The holiday season is when magazines, newspapers and critics publish their lists of top wines released throughout the year. These rankings generate buzz and, according to wineries and retailers, significant sales. Most influential is Wine Spectator magazine, which conducts blind tastings at its offices in New York and California’s Napa Valley.
Some might argue that attorney-turned-critic Robert Parker has been more influential, but while the Wine Advocate newsletter he founded and the 100-point scoring system he developed remain popular, Wine Spectator has a greater reach with a reported circulation of 400,000 print subscribers and 3 million readers.

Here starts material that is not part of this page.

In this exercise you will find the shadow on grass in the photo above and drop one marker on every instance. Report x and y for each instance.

Historically, wines from the Pacific Northwest have performed well on the tasting panels for publisher Marvin R. Shanken and executive editor Thomas Matthews. In the past year, their staff reviewed more than 15,000 wines from around the world, and seven Northwest wines cracked Spectator’s Top 100.
“Wine lovers today have more choice than ever, and this year’s Top 100 selection is a reflection of that diversity,” Matthews said in a news release. The list is based on quality, value, availability (the number of cases either made or imported to the U.S.) and a compelling story behind the wine or what Wine Spectator referred to as the “X factor.”
This year, the top two wines are dominated by cabernet sauvignon. Atop the list is the Château Léoville-Barton 2016 St.-Julien from Bordeaux ($98), followed by the Mayacamas 2015 Mount Veeder Cabernet Sauvignon, Napa Valley ($125).
Since the list debuted in 1988, there have been 237 wines from Washington (142) and Oregon (95) to make the list. Chateau Ste. Michelle leads with 17, followed by sister winery Columbia Crest at 16, Leonetti Cellar at 11 and Woodward Canyon with seven. Brands owned by Charles Smith now have cracked the list nine times.
In Oregon, Argyle Winery leads with 12 listings since 1990. Our region’s highest ranking was a decade ago. That’s when the Columbia Crest 2005 Reserve Cabernet Sauvignon ranked No. 1 in the world for 2009. That wine was produced in Paterson by Ray Einberger and Juan Muñoz Oca. Four times, a Washington or Oregon wine appeared at No. 2.
Alas, no wine from Idaho or British Columbia has appeared on Spectator’s Top 100. Critics and writers across the U.S. view the Gem State with fascination as an emerging wine region, while the “availability” of British Columbia wines in the U.S. is a critical factor to the magazine’s review policies.
Below is a quick look at each of the seven wines from our region on the Top 100, followed by a listing of those that earned placement among Spectator’s 100 Values. Ask for them at your favorite wine merchants or contact the wineries directly immediately.
Both lists appear in the magazine’s Dec. 31 issue, which hit newsstands earlier this month. Online subscribers received a sneak peek last month.
It’s worth noting that Australian winemaker John Duval, who produces Sequel Syrah as his part in the Long Shadows Vintners constellation in Walla Walla, hit No. 25 on the list with his Plexus Red GSM-style wine from his Barossa Valley homeland.
Michel Gassier, a partner on Ste. Michelle’s Tenet project with Bob Bertheau, made the Spectator list at No. 63 with his Costières de Nîmes White Nostre Païs, a blend of Rhône varieties from France.
In deliciously predictable fashion, the Northwest showed up nine times among Wine Spectator’s 100 Top Values, led by a trio of Ste. Michelle Wine Estates bottlings with the Chateau Ste. Michelle 2017 Chardonnay, Columbia Valley, $11; Chateau Ste. Michelle 2018 Rosé, Columbia Valley, $11; and Domaine Ste. Michelle NV Brut, Columbia Valley, $13.
For the “Big Reds” category, there was the Mercer Estates Winery 2016 Cabernet Sauvignon, Horse Heaven Hills, $17, and the Nine Hats 2016 Cabernet Sauvignon, Columbia Valley, $20.
Among “Elegant Reds,” making the list was the Columbia Winery 2016 Merlot, Columbia Valley, $16; Canoe Ridge Vineyard 2017 The Expedition Merlot, Horse Heaven Hills, $17; Maison L’Envoyé 2017 Straight Shooter Pinot Noir, Willamette Valley, $20; and Lange Estate Winery & Vineyards 2017 Classiqué Pinot Noir, Willamette Valley, $25.